You can leave the can bus disconnected. Speed signal isn't too much of an issue, unless you really like it, and illumination dim with headlights will most likely be plug and play on an aftermarket unit (works fine on my Kenwood with a standard loom adapter)
 
You can leave the can bus disconnected. Speed signal isn't too much of an issue, unless you really like it, and illumination dim with headlights will most likely be plug and play on an aftermarket unit (works fine on my Kenwood with a standard loom adapter)

Thanks for that!

Looking more carefully and comparing with a Google image search for "ISO car radio wiring diagram" I can see that the pins A1 and A3 which are "Can A" and "Can B" on my radio are usually used for "Speed Signal" and <no connection> respectively. I had mistakenly thought that one of them was used for illumination, but that's pin A6.

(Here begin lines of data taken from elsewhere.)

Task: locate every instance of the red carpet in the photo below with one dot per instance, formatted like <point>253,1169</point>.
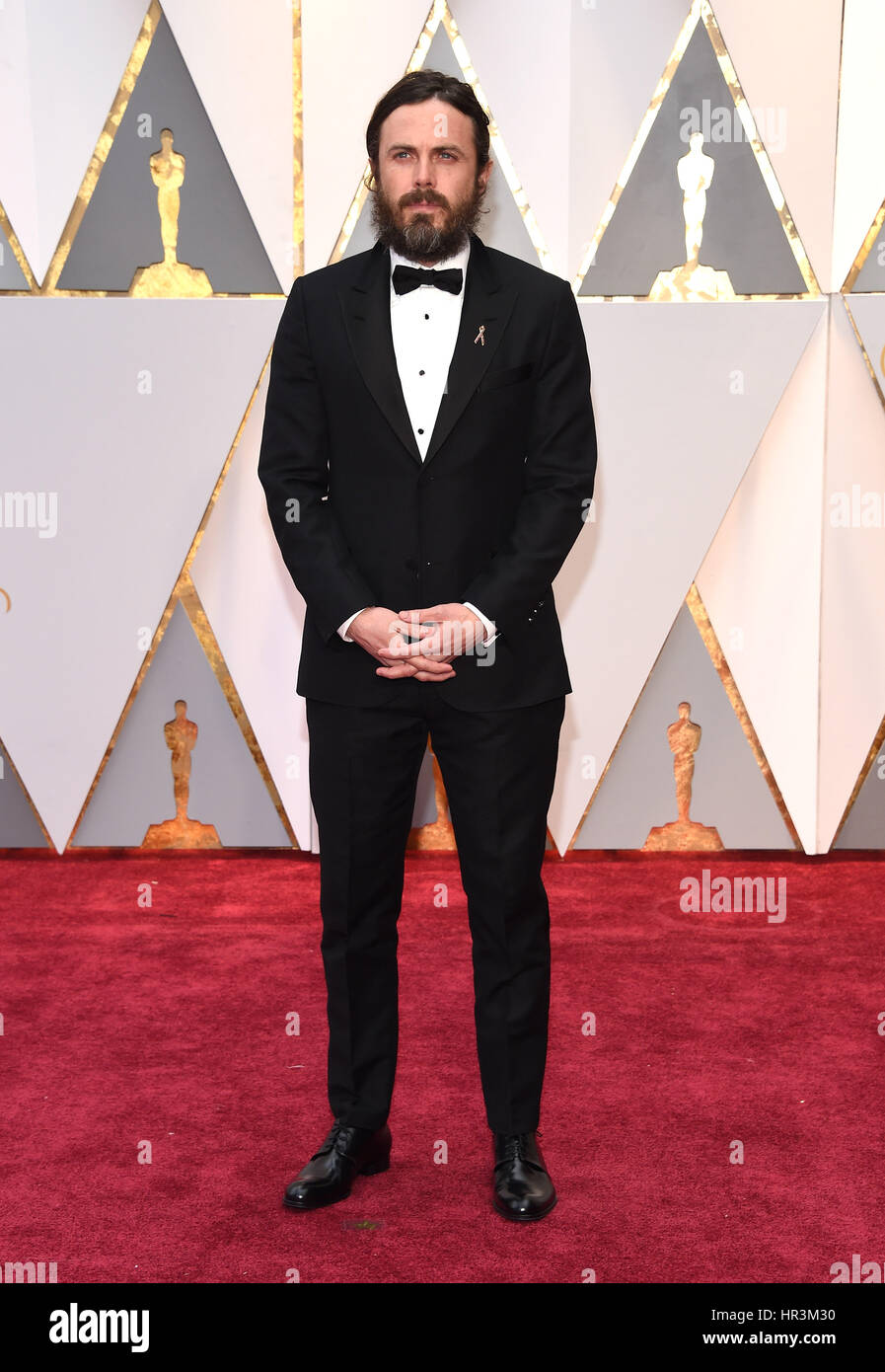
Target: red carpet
<point>168,1026</point>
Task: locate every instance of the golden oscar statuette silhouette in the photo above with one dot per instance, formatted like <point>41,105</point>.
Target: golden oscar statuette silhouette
<point>171,276</point>
<point>439,834</point>
<point>693,280</point>
<point>182,832</point>
<point>684,834</point>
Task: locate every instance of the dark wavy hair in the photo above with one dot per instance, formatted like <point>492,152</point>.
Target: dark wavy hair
<point>429,85</point>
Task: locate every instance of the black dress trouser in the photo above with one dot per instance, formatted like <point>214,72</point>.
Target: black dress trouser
<point>498,769</point>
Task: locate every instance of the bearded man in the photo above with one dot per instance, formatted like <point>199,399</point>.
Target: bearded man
<point>428,458</point>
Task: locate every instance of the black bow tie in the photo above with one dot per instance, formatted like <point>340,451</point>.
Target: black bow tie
<point>409,277</point>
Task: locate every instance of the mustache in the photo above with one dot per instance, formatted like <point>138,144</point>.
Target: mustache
<point>427,196</point>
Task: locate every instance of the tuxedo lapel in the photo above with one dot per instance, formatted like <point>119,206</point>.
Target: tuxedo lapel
<point>367,317</point>
<point>365,306</point>
<point>487,305</point>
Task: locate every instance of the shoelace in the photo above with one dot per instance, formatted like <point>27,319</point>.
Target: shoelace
<point>331,1139</point>
<point>516,1149</point>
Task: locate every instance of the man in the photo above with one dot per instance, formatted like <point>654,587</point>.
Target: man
<point>428,458</point>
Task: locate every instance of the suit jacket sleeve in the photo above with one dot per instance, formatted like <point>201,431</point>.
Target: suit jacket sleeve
<point>292,468</point>
<point>560,471</point>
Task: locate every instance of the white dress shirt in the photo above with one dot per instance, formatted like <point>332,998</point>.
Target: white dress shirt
<point>424,326</point>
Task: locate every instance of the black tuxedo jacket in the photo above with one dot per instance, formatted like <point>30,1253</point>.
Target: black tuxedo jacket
<point>491,512</point>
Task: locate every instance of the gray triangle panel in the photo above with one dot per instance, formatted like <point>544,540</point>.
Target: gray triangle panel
<point>729,789</point>
<point>18,823</point>
<point>119,231</point>
<point>741,231</point>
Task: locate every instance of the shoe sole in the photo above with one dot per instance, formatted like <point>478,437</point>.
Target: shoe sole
<point>524,1219</point>
<point>371,1169</point>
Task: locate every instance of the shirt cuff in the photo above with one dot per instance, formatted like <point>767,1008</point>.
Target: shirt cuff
<point>490,629</point>
<point>343,627</point>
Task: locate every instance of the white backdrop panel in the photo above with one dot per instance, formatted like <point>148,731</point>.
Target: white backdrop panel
<point>761,583</point>
<point>786,59</point>
<point>257,616</point>
<point>674,445</point>
<point>132,472</point>
<point>241,59</point>
<point>860,147</point>
<point>852,647</point>
<point>62,65</point>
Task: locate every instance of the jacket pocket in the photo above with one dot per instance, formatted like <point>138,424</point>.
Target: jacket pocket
<point>506,376</point>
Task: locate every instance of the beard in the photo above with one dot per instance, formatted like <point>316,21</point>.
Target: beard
<point>420,238</point>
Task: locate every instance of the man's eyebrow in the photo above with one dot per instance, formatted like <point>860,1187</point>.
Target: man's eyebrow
<point>438,147</point>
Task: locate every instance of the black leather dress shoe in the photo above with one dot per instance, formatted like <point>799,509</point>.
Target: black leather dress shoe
<point>347,1151</point>
<point>523,1188</point>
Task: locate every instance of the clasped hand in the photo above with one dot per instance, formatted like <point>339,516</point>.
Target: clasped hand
<point>417,643</point>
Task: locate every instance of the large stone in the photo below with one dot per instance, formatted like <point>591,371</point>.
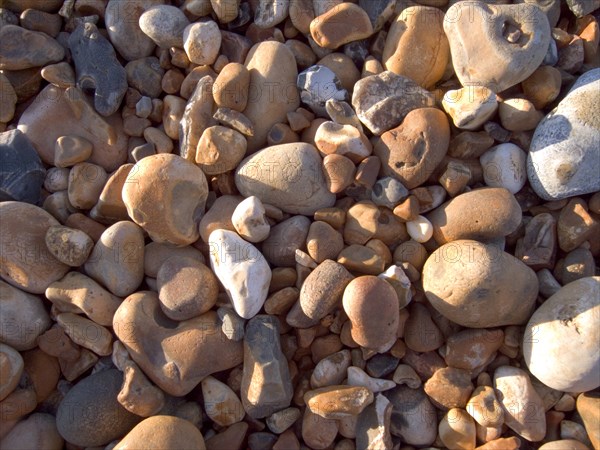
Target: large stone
<point>288,176</point>
<point>242,270</point>
<point>496,46</point>
<point>174,355</point>
<point>272,91</point>
<point>382,101</point>
<point>22,173</point>
<point>90,415</point>
<point>72,115</point>
<point>559,344</point>
<point>564,156</point>
<point>266,384</point>
<point>25,261</point>
<point>98,68</point>
<point>166,196</point>
<point>23,49</point>
<point>478,285</point>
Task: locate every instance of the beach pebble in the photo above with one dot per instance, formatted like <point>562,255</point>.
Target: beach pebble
<point>563,157</point>
<point>564,322</point>
<point>242,270</point>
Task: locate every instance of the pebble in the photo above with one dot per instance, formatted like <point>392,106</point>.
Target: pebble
<point>164,432</point>
<point>523,407</point>
<point>287,176</point>
<point>320,294</point>
<point>564,322</point>
<point>413,416</point>
<point>266,383</point>
<point>249,220</point>
<point>236,262</point>
<point>202,41</point>
<point>23,49</point>
<point>97,67</point>
<point>164,24</point>
<point>318,84</point>
<point>491,214</point>
<point>382,101</point>
<point>470,107</point>
<point>82,424</point>
<point>416,46</point>
<point>36,431</point>
<point>272,89</point>
<point>554,168</point>
<point>329,30</point>
<point>169,352</point>
<point>496,288</point>
<point>22,173</point>
<point>221,404</point>
<point>151,187</point>
<point>26,262</point>
<point>374,322</point>
<point>412,151</point>
<point>220,150</point>
<point>186,288</point>
<point>512,53</point>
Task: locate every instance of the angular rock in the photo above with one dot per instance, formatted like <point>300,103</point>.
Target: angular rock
<point>382,101</point>
<point>22,173</point>
<point>242,270</point>
<point>564,156</point>
<point>174,355</point>
<point>98,68</point>
<point>266,384</point>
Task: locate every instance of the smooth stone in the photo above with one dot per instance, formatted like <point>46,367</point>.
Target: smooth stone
<point>287,176</point>
<point>413,416</point>
<point>372,307</point>
<point>164,24</point>
<point>23,49</point>
<point>317,85</point>
<point>512,53</point>
<point>491,214</point>
<point>22,173</point>
<point>117,260</point>
<point>478,285</point>
<point>25,262</point>
<point>90,414</point>
<point>242,269</point>
<point>163,433</point>
<point>186,288</point>
<point>505,166</point>
<point>23,319</point>
<point>382,101</point>
<point>523,407</point>
<point>202,41</point>
<point>272,91</point>
<point>564,156</point>
<point>559,341</point>
<point>150,192</point>
<point>266,385</point>
<point>412,151</point>
<point>221,404</point>
<point>36,431</point>
<point>416,46</point>
<point>97,67</point>
<point>126,35</point>
<point>176,356</point>
<point>72,115</point>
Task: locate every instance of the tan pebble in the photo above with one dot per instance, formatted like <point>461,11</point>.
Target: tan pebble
<point>372,307</point>
<point>330,29</point>
<point>457,430</point>
<point>337,402</point>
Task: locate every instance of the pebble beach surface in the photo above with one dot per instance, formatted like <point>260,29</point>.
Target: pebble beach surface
<point>300,224</point>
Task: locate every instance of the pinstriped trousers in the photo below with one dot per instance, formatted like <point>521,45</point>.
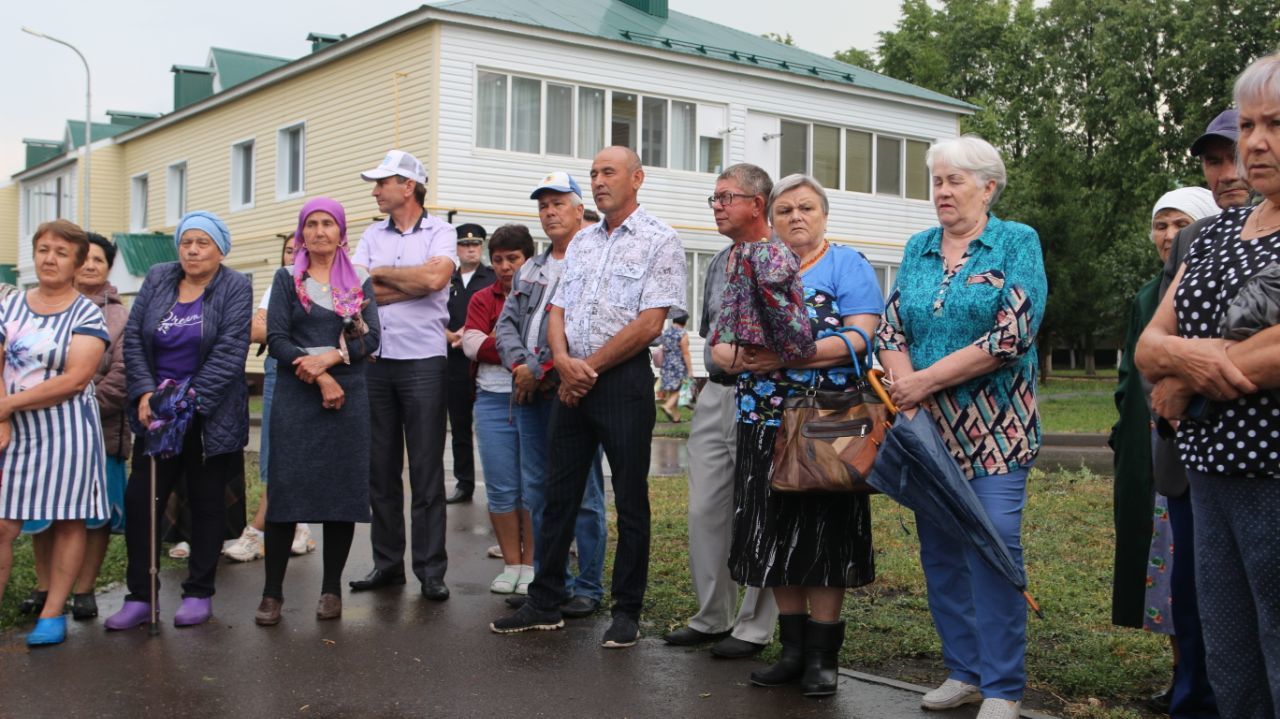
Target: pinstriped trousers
<point>616,415</point>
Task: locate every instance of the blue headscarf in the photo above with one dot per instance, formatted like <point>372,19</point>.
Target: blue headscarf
<point>208,223</point>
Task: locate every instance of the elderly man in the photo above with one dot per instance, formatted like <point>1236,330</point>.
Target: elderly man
<point>410,260</point>
<point>522,344</point>
<point>739,206</point>
<point>470,278</point>
<point>621,278</point>
<point>1191,694</point>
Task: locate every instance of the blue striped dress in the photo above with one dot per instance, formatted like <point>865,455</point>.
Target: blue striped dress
<point>55,465</point>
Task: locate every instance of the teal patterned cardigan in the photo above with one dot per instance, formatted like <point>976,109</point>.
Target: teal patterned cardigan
<point>993,301</point>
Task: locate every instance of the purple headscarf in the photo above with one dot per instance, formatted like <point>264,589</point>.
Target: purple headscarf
<point>347,296</point>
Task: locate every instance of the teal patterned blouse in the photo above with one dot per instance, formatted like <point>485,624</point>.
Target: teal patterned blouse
<point>993,301</point>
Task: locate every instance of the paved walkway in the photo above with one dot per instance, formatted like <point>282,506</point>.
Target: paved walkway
<point>394,654</point>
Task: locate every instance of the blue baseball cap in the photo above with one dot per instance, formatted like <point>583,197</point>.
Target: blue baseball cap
<point>557,182</point>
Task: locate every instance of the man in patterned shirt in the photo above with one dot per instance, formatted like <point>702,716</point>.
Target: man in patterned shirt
<point>621,278</point>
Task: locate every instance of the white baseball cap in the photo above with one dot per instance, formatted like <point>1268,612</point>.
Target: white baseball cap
<point>397,163</point>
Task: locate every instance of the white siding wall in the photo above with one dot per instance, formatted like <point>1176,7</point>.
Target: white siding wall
<point>492,187</point>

Though my radio has <no connection> on pin A6, my Panda's loom has a wire on it, so it may well be that mine just works like yours did.

Thanks again.
 
been looking at different cables and dont think it will work with a female usb conection think it will only work with phones or ipads so looks like a new head unit with usb already in the head unit

I think you're right.

My plan at the moment is a new head unit with a rear USB, and fit it in a single-DIN slot with a cubby hole underneath. I'm going to link the USB on a short lead to a USB socket mounted in the back of the cubby hole, so a USB-Phone cable can stay tucked in the cubby instead of dangling around.